Speaking of AI-generated voice technology, how do organizations get the tone right?
- Summary:
-
The AI voice generation market is growing apace as organizations aim to cut costs and boost efficiency. But do customers even like the technology?
While voice generation may not be top of everyone’s list when thinking about AI, the market is growing at a surprising lick.
In fact, researcher MarketsandMarkets predicts it will hit $20.71 billion by 2031, up from $4.16 billion in 2025. This equates to a healthy compound annual growth rate (CAGR) of 30.7%.
This growth, it says, is being driven by demand for conversational AI, voice automation, and omnichannel voice experiences as organization try to enable “hyper-personalized customer engagement”. As Nick Lahoika, Founder and Chief Executive of Estonian company Vocal Image, whose app provides AI-based soft skills coaching, says:
AI voices are used more often than you might think in different niches, such as audio books and podcasts, and more recently video-generated images. The drivers are ease of deployment and not needing to go somewhere to find actors and negotiate rates, rent a studio, work with sound engineering and the like. So, it’s fast, efficient, and cheap.

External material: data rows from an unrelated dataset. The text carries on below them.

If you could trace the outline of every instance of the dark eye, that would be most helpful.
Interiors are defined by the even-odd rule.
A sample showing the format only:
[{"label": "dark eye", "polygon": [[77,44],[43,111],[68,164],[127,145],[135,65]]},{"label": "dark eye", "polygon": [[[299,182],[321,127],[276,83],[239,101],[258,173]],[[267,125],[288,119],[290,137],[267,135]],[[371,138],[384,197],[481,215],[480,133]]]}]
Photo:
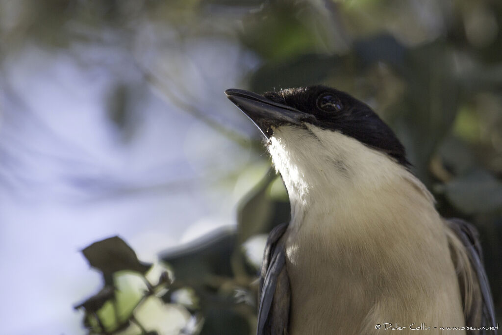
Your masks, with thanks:
[{"label": "dark eye", "polygon": [[339,111],[343,105],[337,97],[328,93],[317,98],[317,107],[326,111]]}]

The MarketsandMarkets report comes to a similar conclusion:
The synthetic voice segment is expected to register a higher CAGR than the natural voice segment during the forecast period, driven by rapid advances in neural TTS (text-to-speech), diffusion-based audio models, and real-time cloning technologies. Enterprises across media, gaming, advertising, and e-learning are increasingly replacing traditional voice recording workflows with AI-generated voices that can scale across multiple languages, tones and content formats.
In fact, the media and entertainment industry boasted the largest market share last year. MarketsandMarkets explains:
As audience expectations shift toward global, localized, and multi-lingual content, AI voice technology has become a strategic asset for accelerating production cycles, reducing dependencies on physical studios, and ensuring creative flexibility, cementing the media and entertainment sector as the largest end user enterprise segment in 2025.

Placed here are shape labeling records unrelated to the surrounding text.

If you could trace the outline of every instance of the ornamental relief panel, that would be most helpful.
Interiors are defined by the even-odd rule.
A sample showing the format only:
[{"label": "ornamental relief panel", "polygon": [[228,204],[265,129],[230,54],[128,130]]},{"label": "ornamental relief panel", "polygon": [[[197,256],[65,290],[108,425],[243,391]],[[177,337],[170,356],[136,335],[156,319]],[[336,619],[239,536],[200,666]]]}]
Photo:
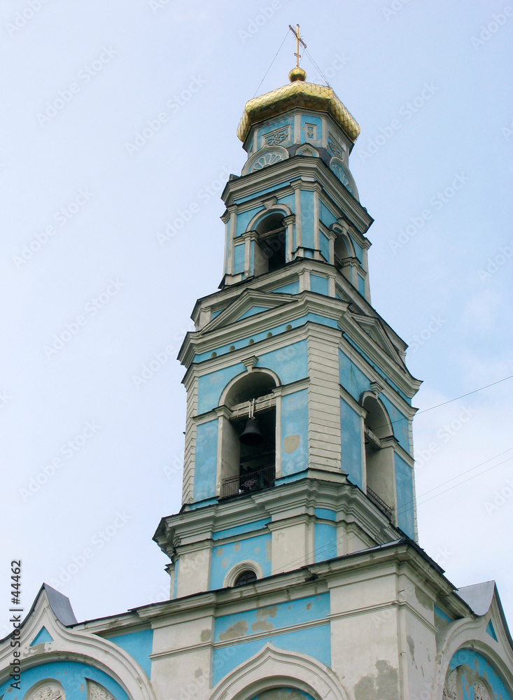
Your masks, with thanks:
[{"label": "ornamental relief panel", "polygon": [[332,155],[335,155],[337,158],[344,158],[344,151],[346,150],[345,146],[341,146],[340,144],[332,136],[331,134],[328,134],[328,150],[331,153]]},{"label": "ornamental relief panel", "polygon": [[474,683],[474,700],[492,700],[488,688],[480,680]]},{"label": "ornamental relief panel", "polygon": [[247,175],[255,170],[262,170],[281,160],[286,160],[287,158],[288,158],[288,151],[283,146],[273,147],[266,146],[248,159],[242,169],[241,174]]},{"label": "ornamental relief panel", "polygon": [[46,683],[35,690],[29,700],[64,700],[64,692],[57,683]]},{"label": "ornamental relief panel", "polygon": [[106,688],[94,680],[86,679],[87,684],[87,700],[115,700],[115,698],[109,693]]},{"label": "ornamental relief panel", "polygon": [[332,170],[342,185],[349,190],[351,195],[354,195],[353,187],[351,186],[349,178],[347,176],[344,164],[340,158],[333,158],[330,161],[330,169]]},{"label": "ornamental relief panel", "polygon": [[288,140],[288,126],[276,129],[269,134],[266,134],[264,136],[265,144],[265,146],[279,146],[282,141]]}]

North America, on the other hand, was voice’s largest geographical market due to its strong technology ecosystem, and early enterprise adoption. Another important factor was the concentration of AI infrastructure providers in the region.
Do customers even like AI voices?
But while organizations may be keen on AI voice generators as a means of speeding things up and slashing costs by cutting humans out of the loop, just how popular is the technology among customers themselves? According to a recent study, not very - at least if the voices sound synthetic.
The research, which was conducted among 10,000 users by Vocal Image, found that once listeners realized a voice was AI-generated, most found it a big turnoff and went elsewhere. Acceptance did not vary significantly with age either, meaning it was equally unpopular with young people as it was with older users. As the report points out:
There’s a very strong negative correlation (r = -0.80) between AI detection rates and approval rates across all providers. When users detect a voice as AI-generated, they overwhelmingly reject it, explaining why the most successful providers prioritize sounding authentically human.
A key issue here, Lahoika says, is that:
People get frustrated when they know they’re speaking to an AI voice. It’s a trust issue. It’s not so much of a problem if they’re listening to something like an audiobook, which is about sharing content. But if someone wants to get information or have a query answered, they need a higher level of trust. While users often skip when they detect an AI voice, some high-quality voices keep them engaged until the end, proving that it all depends on the quality of the voice.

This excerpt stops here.